US Dollar Index (DXY) clings to mild losses around 105.15 as it consolidates recent gains at the highest levels since early January during Monday’s Asian session. That said, the greenback’s gauge versus six major currencies printed the biggest weekly gain since September 2022 in the last, as well as posted the four-week uptrend, before retreating from the 2023 peak marked in early January.
The DXY bulls cheered hawkish Fed bets, as well as the geopolitical fears surrounding China and Russia while refreshing the multi-day high. However, a lack of major data/events triggered the quote’s latest pullback.

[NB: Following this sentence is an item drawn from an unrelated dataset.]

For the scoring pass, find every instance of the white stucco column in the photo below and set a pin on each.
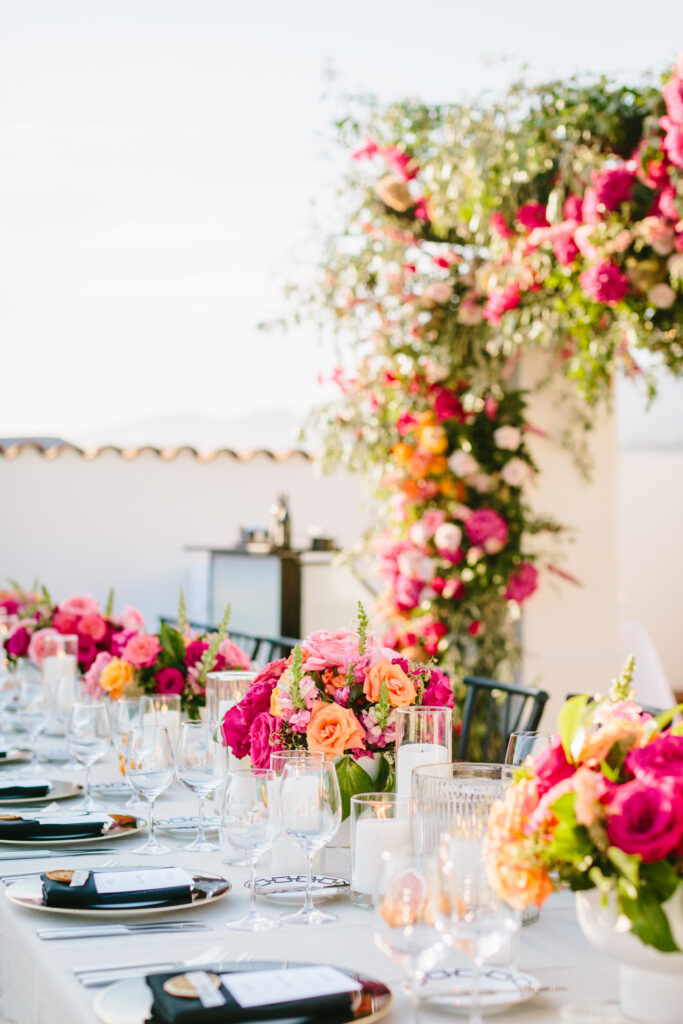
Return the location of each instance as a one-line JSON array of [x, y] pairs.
[[569, 634]]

As per the latest read of the FEDWATCH tool, market players price a year-end effective fed funds rate at 5.3% versus 5.1%, signaled by the US central bank in its December meeting. The hawkish Fed concerns could be linked to the strong US data, mainly suggesting strong inflation pressure, as well as the upbeat comments from the US Federal Reserve (Fed) officials.
Among the US data, Friday’s US Personal Consumption Expenditures (PCE) gained major attention as the headline PCE Price Index rose to 5.4% YoY versus 5.3% prior and 4.9% market forecasts. Further, the more relevant Core PCE Price Index, known as Fed’s favorite inflation gauge, rose to 4.7% YoY, compared to 4.6% prior and analysts' forecast of 4.3%.

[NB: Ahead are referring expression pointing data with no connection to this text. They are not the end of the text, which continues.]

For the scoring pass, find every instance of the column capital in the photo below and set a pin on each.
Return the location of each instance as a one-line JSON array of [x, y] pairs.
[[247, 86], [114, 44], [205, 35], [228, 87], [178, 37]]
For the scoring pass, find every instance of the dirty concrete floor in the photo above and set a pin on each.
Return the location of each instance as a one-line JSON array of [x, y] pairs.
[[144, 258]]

On the other hand, Cleveland Fed President Loretta Mester told CNBC on Friday that his funds' rate was above the median in December and still thinks they need to be somewhat above 5%. The policymaker also added that inflation risks still tilted to the upside. Following the suit was Federal Reserve Bank of Boston President Susan Collins, who said, “More rate hikes needed to deal with 'too high' inflation.” Furthermore, Governor Philip Jefferson said, “Wage growth in the US is running too high to be consistent with a timely and sustainable return to the Federal Reserve's 2% inflation objective.”
Elsewhere, German and European Union leaders criticized China’s 12-point peace plan and raised the market’s geopolitical fears, which weighed on the market sentiment and propelled the US Dollar.

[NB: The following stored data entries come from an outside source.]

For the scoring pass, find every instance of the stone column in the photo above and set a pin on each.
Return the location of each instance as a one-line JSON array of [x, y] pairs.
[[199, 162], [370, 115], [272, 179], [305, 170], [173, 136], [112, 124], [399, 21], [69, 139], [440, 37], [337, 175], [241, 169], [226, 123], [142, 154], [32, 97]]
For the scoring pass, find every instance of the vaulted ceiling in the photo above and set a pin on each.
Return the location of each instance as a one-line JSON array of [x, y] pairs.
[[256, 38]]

While portraying the mood, Wall Street benchmarks posted the biggest weekly fall in 2023 while the US two-year Treasury bond yields rose to the highest levels since early November 2022.
Looking ahead, this week’s US ISM Manufacturing PMI, Services PMI, Durable Goods Orders and China’s official PMIs will be crucial for the market and the DXY traders. However, an absence of the US jobs report and a light calendar for the Fed watchers may allow the DXY to pare some of its latest gains.
Technical analysis
The US Dollar Index pullback remains elusive unless providing a daily close below the 200-day Exponential Moving Average (EMA) level surrounding 104.85.